Het is haar verjaardag en hij had het beloofd. ‘Daar twijfel ik niet aan,’ zegt oom Frank met
een gezicht alsof hij het toch betwijfelt. Hij schenkt haar mok weer vol. ‘Doe je ondertussen
mijn pakje open?’
Een flauwe glimlach verschijnt op Kelly’s gezicht. ‘Ligt het in de auto?’ Oom Franks cadeaus
waren altijd groot en ze kan zich niet voorstellen dat het pakje in zijn jaszak past.
‘Ik heb het bij me.’ Hij zoekt in zijn leren jack over de rugleuning en geeft haar een
enveloppe. Ze verbergt haar teleurstelling wanneer ze de omslag aanneemt, maar hij voelt
zwaar aan dus wie weet zit er toch nog iets leuks in, misschien een halsketting of een set
nieuwe oorringen. Met haar nagel als briefopener onthult ze de inhoud: een bundeltje
bankbiljetten. Ze doet niet de moeite om te tellen. Er zit zelfs geen kaartje bij.
‘Misschien kan je iets doen aan…’ Hij wijst naar haar gezicht. ‘Weg laten laseren of zo.’
Op het moment dat ze wil antwoorden hoort ze gemorrel aan het slot. ‘Zie je. Zei ik het niet!’
Ze springt recht en trekt de deur open. Daarop valt Percy bijna de woonwagen in.

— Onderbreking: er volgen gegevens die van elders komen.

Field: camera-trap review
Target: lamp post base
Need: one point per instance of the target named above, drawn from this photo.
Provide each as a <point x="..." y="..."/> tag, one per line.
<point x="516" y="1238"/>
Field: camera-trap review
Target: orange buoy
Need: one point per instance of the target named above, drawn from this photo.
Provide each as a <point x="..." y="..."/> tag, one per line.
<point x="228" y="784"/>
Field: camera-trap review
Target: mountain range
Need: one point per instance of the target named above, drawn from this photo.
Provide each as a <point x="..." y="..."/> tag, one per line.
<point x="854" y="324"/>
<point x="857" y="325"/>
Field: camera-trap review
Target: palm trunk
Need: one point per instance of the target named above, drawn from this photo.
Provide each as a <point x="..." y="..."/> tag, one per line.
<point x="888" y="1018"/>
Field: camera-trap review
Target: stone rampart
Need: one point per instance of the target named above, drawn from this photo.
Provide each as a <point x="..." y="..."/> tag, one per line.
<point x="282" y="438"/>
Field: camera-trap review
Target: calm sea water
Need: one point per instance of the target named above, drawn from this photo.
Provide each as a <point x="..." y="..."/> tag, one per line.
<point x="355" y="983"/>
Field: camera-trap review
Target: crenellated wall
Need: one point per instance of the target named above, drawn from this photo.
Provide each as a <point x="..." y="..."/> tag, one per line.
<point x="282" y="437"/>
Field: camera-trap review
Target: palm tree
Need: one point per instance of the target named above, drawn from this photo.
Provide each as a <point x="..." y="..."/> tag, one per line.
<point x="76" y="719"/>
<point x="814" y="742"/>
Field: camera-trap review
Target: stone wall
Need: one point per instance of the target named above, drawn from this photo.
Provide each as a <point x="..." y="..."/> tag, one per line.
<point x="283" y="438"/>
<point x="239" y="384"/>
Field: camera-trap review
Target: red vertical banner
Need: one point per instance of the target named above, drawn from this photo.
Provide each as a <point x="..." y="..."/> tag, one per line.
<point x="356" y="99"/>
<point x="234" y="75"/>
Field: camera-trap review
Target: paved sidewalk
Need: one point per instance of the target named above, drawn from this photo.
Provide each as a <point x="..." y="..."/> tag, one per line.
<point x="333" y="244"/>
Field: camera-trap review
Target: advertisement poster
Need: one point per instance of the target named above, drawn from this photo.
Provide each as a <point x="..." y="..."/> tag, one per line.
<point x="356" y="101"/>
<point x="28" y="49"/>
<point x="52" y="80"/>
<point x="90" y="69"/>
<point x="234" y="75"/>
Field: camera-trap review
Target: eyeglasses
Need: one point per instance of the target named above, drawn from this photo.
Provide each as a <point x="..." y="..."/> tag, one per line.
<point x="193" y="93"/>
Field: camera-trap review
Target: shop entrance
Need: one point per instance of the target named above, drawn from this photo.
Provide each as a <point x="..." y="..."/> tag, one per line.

‘Geen tijd, liefje,’ zegt hij. ‘Ik ben mijn portefeuille vergeten. Michael heeft al een tournee
generale gegeven, nu is het mijn beurt.’ Gehaast loopt hij door de woonwagen. Af en toe tilt
hij iets op, opent hij een lade of kast.
‘Blijf je niet voor een stukje?’
Hij stopt even en kijkt naar de taart. ‘Geef je me anders de helft mee voor in de kroeg? Kan
ik onmiddellijk mijn schuld afbetalen. Aha!’ Hij houdt zijn portefeuille in de lucht.
‘Je hebt het beloofd,’ zegt Kelly.
‘Maar schatje, we zitten in het midden van een biljartspel. Ik kan ze toch niet zo maar in de
steek laten.’ Hij wil haar op de mond kussen, bedenkt zich en geeft haar een afscheidskus
op de kaak. ‘Morgen maak ik het goed, beloofd.’ Hij steekt zijn vinger in de taart en duwt
door de smeuïge bovenkant. ‘Lekker, hoor.’ Hij steelt nog snel een paar Smarties en haast
zich dan naar buiten.
***
Een hol geluid weerklinkt wanneer Kelly de fles neerzet en aan haar laatste kop wijn begint.
‘Het huis is mooi versierd,’ zegt oom Frank. Hij laat zijn blik over de rozenblaadjes glijden,
raapt een blaadje op dat door het dichtslaan van de deur zijn kant is uitgewaaid en streelt het
zachtjes.
Ze neemt zijn bewegingen in zich op en vraagt dan: ‘Denk je nog aan vroeger?’
‘Misschien moet ik maar vertrekken,’ zegt oom Frank.
Ze komt onbeholpen recht, licht schommelend op haar benen. ‘Ik heb nog taart,’ zegt ze
snel.
‘Ik denk dat ik liever ga.’ Hij schuift de enveloppe naar haar toe. ‘Denk er nog eens over na.’
‘Wacht.’ Ze neemt zijn hand en legt deze op haar broeksknoop. Smekend kijkt ze hem in de
ogen.
‘Zo werkt het niet.’ Hij laat zijn hand over haar buik glijden, ontwijkt haar borsten en stopt ten
slotte bij de wijnvlek op haar gezicht. ‘Jij bent wel veranderd.’